Johnstown Supervisor Richard Handy, who originally supported the measure, said he had since learned just how much day care providers are paid by social services for families in the program, which, in some cases, nears $200 per week. He also said that he heard about several providers that deliberately take less than their standard rates, sometimes half of what social services would pay, in order to aid families struggling to work without having to rely on the system.
"No way in hell can I support this with the way it's written, now," Handy said to the board.
For Northampton town Supervisor Linda Kemper, voting against the measure was the only option.
"One of the biggest issues I have is we're looking at cutting all these other programs to try to stay within the budget. You have to learn to live within you're budget," said Kemper. "If you have run out of money because you spent over the amount you anticipated in this, than obviously you are doing way too much. They're giving much more benefits out than probably they should be."
Kemper said she couldn't imagine how the board could even consider funding the child care program after listening to the Fulton County residents who spoke openly on Monday about the need to save the sheriff's road patrol, most of whom proposed to do so at the expense of social service programs and were angered to learn just how much was mandated by the state.

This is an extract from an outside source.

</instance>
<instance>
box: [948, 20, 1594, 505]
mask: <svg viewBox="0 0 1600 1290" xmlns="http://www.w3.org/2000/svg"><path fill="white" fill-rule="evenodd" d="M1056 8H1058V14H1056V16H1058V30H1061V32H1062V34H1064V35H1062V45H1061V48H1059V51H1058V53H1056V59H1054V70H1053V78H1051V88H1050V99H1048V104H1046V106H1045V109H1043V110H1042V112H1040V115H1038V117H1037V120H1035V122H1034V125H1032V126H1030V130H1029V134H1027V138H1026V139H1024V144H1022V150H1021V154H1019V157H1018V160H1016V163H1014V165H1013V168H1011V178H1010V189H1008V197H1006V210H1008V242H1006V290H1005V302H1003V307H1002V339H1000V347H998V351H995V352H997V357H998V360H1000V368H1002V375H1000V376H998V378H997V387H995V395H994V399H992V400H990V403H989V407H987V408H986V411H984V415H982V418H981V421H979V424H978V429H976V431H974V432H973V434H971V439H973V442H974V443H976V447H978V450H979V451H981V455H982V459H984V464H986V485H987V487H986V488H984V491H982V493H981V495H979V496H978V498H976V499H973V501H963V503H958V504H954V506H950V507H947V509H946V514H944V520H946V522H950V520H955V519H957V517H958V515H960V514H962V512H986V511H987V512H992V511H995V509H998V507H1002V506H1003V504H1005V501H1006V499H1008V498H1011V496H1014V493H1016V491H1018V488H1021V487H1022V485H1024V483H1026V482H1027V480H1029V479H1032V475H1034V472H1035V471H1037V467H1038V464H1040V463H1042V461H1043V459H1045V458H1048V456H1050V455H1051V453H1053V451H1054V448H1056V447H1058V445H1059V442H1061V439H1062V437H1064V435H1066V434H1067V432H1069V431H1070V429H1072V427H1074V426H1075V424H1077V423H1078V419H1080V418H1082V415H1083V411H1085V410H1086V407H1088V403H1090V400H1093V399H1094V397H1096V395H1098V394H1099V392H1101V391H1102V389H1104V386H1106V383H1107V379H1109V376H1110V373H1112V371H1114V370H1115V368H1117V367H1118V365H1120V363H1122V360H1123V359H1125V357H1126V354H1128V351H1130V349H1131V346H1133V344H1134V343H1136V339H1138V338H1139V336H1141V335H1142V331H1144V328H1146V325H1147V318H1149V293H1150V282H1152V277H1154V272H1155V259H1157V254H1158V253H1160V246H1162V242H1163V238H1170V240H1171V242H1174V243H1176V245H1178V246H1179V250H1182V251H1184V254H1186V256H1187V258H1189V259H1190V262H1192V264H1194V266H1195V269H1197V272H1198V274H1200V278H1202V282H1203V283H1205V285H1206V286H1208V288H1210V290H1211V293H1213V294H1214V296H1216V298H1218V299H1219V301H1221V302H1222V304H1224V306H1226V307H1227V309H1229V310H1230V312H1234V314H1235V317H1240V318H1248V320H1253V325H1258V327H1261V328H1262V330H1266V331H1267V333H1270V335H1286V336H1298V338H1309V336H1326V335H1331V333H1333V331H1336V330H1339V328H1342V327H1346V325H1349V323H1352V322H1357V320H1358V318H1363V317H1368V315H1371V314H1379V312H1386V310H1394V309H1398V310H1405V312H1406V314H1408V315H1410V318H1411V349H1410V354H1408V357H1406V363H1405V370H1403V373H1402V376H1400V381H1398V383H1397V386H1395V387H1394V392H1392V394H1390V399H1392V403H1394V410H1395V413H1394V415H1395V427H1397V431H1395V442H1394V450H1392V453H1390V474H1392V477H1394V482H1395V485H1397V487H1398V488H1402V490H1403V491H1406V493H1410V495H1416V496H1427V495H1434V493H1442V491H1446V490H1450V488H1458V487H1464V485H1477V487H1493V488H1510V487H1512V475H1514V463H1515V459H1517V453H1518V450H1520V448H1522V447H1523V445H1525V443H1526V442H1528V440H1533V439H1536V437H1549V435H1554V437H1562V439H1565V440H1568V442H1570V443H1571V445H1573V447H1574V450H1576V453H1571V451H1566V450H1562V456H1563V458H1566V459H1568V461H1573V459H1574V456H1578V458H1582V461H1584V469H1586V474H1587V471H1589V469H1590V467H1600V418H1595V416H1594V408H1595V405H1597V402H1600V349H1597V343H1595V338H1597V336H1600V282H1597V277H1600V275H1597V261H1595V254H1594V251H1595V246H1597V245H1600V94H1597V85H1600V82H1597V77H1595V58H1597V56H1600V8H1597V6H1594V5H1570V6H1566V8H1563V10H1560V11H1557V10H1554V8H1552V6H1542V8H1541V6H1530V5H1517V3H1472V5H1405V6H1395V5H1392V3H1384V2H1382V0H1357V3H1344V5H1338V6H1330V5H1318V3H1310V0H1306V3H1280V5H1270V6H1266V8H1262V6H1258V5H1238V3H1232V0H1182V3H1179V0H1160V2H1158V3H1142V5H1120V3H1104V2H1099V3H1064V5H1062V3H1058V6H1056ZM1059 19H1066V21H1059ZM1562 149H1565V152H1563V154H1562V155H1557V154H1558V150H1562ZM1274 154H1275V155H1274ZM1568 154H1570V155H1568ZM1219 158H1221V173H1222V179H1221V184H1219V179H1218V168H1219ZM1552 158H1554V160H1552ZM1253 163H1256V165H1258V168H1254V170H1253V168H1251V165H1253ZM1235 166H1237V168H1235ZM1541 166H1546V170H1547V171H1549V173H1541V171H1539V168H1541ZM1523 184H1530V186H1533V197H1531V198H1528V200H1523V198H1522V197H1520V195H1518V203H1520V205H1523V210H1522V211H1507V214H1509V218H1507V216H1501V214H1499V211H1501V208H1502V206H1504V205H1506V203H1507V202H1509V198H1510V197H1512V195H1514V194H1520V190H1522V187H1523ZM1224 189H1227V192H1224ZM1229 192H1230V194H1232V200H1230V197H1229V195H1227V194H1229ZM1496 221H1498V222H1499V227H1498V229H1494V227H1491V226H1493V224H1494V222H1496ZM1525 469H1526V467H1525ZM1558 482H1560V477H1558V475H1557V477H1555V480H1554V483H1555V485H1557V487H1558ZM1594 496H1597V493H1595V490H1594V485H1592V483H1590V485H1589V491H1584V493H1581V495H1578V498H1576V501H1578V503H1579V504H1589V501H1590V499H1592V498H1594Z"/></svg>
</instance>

"We had no sooner listened to a good two hours of people complaining about what we were talking about cutting and being criticized by all these people and then they jump up and say we need to give this money to them," said Kemper. "I can't keep supporting non-mandated. When they run out of money, they run out of money. Then if they have to have a thirty or a sixty day lapse in it then I'm sorry that's how it's gotta be. Everybody has to learn to live within their means."
"The whole system is completely flawed," she added. "If they have spent so much more on child care, than I'm sorry. We can't keep digging into this big giant bucket full of money that we don't have. Money gone, program gone. Plain and simple."
Still, others advocated for the resolution, arguing that it's depended on by struggling families who are working and trying desperately to get ahead.
"If we don't fund this now, we're going to put a lot of people in the position of having to find day care on short notice," said Gloversville Supervisor Richard Ottalagano.
"If you can keep one person off the rolls ...," said Johnstown Supervisor John Callery.
Gloversville Supervisor Michael Rooney agreed, saying "There's a return on this investment."
The bigger issue for several of those voting "no" on Monday, was whether the programs should continue to exist at all. Though child care for working families is federally supported, with money designated specifically for that program, participation in it is at the discretion of the counties and some were definitely supportive of the suggestion that Fulton County opt-out.
"I think it sends a message if we don't take that money," said DiGiacomo.
"We are being forced to make very difficult decisions every single day," said Kemper. "We are being forced to make choices between necessary services and the mandates that we're being forced to pay, and until the state gives us mandate relief, than that's what we have to look at. These people need to be notified that they are no longer getting all these extras."
"If we don't take this then someone else will," argued Johnstown Supervisor Michael Kinowski on Monday. "Yeah, we don't have to fund it, but it's helping people who are working and trying to support a family."
According to Cooper, the $75,000 was transferred from various other accounts in the social services budget to accommodate for the shortfall and the money will be reimbursed when the next state allocation is received in the spring.